C# Memory optimization for large arrays

Question

Here are two code parts in c++ and c# doing absolutely the same thing:

#include <stdio.h>
int main(int argc, char *argv[]) {
  char p[1000000];
  unsigned int i,j;
  unsigned long long s=0;
  for(i=2;i<1000000;i++) p[i]=1;
  for(i=2;i<500000;) {
    for(j=2*i;j<1000000;j+=i) p[j]=0;
    for(i++;!p[i];i++);
  }
  for(i=3,s=2;i<1000000;i+=2) if(p[i]) s+=i;
  printf ("%lld\n",s);
  return 0;
}

time: 0.01s memmory: 2576 kB

C#
http://ideone.com/baXYm

using System;

namespace ConsoleApplication4
{
    internal class Program
    {
        private  static void Main(string[] args)
        {
            var p = new byte[1000000];
            ulong i, j;
            double s = 0;
            for(i=2;i<1000000;i++) 
                p[i]=1;

            for(i=2;i<500000;) 
            {
                for(j=2*i;j<1000000;j+=i) 
                    p[j]=0;
                for(i++;p[i]==0;i++);
            }

            for(i=3,s=2;i<1000000;i+=2) 
                if(p[i]!=0) s+=i;

            Console.WriteLine(s);
        }
    }
}

time: 0.05s mem: 38288 kB

How can I improve the C# code to prove that C# can be as fast as C++ to my colleague?

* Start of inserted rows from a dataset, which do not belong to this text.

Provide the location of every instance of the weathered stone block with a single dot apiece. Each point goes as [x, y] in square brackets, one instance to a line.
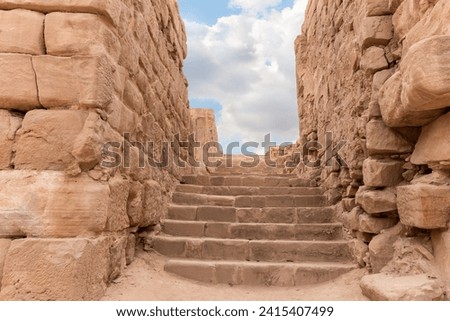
[374, 225]
[70, 34]
[408, 14]
[394, 112]
[47, 139]
[85, 81]
[375, 31]
[359, 251]
[382, 287]
[383, 140]
[117, 215]
[424, 206]
[18, 88]
[154, 205]
[433, 145]
[22, 31]
[111, 9]
[9, 124]
[382, 172]
[441, 247]
[56, 269]
[427, 86]
[4, 247]
[381, 250]
[376, 7]
[374, 60]
[432, 17]
[351, 219]
[49, 204]
[374, 202]
[136, 204]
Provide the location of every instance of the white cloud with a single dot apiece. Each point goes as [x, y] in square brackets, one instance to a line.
[254, 5]
[246, 62]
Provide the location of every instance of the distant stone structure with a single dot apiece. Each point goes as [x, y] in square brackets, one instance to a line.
[76, 75]
[203, 126]
[375, 75]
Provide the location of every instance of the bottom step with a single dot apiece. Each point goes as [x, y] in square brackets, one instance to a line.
[257, 273]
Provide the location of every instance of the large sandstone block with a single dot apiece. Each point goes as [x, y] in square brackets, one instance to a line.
[69, 34]
[433, 145]
[382, 172]
[424, 206]
[154, 205]
[375, 31]
[383, 287]
[117, 218]
[85, 81]
[382, 140]
[18, 88]
[378, 201]
[111, 9]
[441, 247]
[22, 31]
[9, 124]
[376, 7]
[4, 247]
[374, 225]
[408, 14]
[56, 269]
[59, 140]
[381, 250]
[374, 60]
[394, 112]
[426, 86]
[50, 204]
[434, 18]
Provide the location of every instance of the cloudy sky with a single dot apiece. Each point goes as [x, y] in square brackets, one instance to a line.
[241, 63]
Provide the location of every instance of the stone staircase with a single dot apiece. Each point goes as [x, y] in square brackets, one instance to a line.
[252, 230]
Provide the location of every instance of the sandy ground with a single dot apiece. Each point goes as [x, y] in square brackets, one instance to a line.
[146, 280]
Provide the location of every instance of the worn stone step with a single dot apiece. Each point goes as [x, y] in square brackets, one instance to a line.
[254, 231]
[287, 215]
[202, 199]
[257, 273]
[247, 180]
[237, 172]
[255, 250]
[280, 201]
[247, 190]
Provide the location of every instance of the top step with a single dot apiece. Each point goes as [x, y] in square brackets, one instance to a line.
[247, 180]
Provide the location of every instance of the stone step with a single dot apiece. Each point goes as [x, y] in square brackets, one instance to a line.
[280, 201]
[287, 215]
[254, 231]
[237, 172]
[202, 199]
[247, 190]
[259, 250]
[247, 180]
[249, 201]
[257, 273]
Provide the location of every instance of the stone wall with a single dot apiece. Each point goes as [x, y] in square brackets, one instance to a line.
[375, 74]
[81, 82]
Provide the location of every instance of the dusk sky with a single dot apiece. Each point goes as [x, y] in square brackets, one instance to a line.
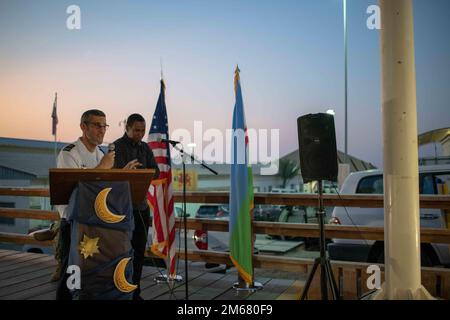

As you can see the C# execution time is 5 time larger, and the memory consumption is 15 times larger.

It's probably worth noting some stuff before delving into it: your arrays are different. The array in the C/C++ example is on the stack. In C#, it's going on the heap. Your i and j variables in C# are larger footprints, and may require more effort for the processor to use if it's a 32-bit processor. Use uint, assuming (fairly considering the iteration amount) unsigned int is 4 bytes in the C/C++ example. p[0] and p[1] will be uninitialzed and thus questionable in the C/C++ example, but 0 in the C# example. — pickypg
– pickypg, Commented May 21, 2011 at 23:47
Plus s is a double in the C# example and a ulong (effectively) in the C/C++ example. Integer arithmetic will practically always be faster than floating point. — pickypg
– pickypg, Commented May 21, 2011 at 23:53
The "C++ code example" of yours is written in pure C. So before proving anything it might help to learn something first. — Öö Tiib
– Öö Tiib, Commented May 21, 2011 at 23:54
You didn't time the printing, did you? That doesn't really count. :P — user541686
– user541686, Commented May 21, 2011 at 23:54
@pickypg: not to mention less error-prone. @Dimitry: as you can see the two are not doing "absolutely the same thing", only similar things. — R. Martinho Fernandes
– R. Martinho Fernandes, Commented May 21, 2011 at 23:54

Darin Dimitrov · Accepted Answer · 2011-05-21 23:45:12Z

10

Compile and run in Release mode. I get exactly 0.01s from the C# version when built and run in Release mode. As far as memory consumption is concerned you are comparing apples to oranges. A managed environment will consume more memory as it is hosting the CLR and the Garbage Collector which don't come without cost.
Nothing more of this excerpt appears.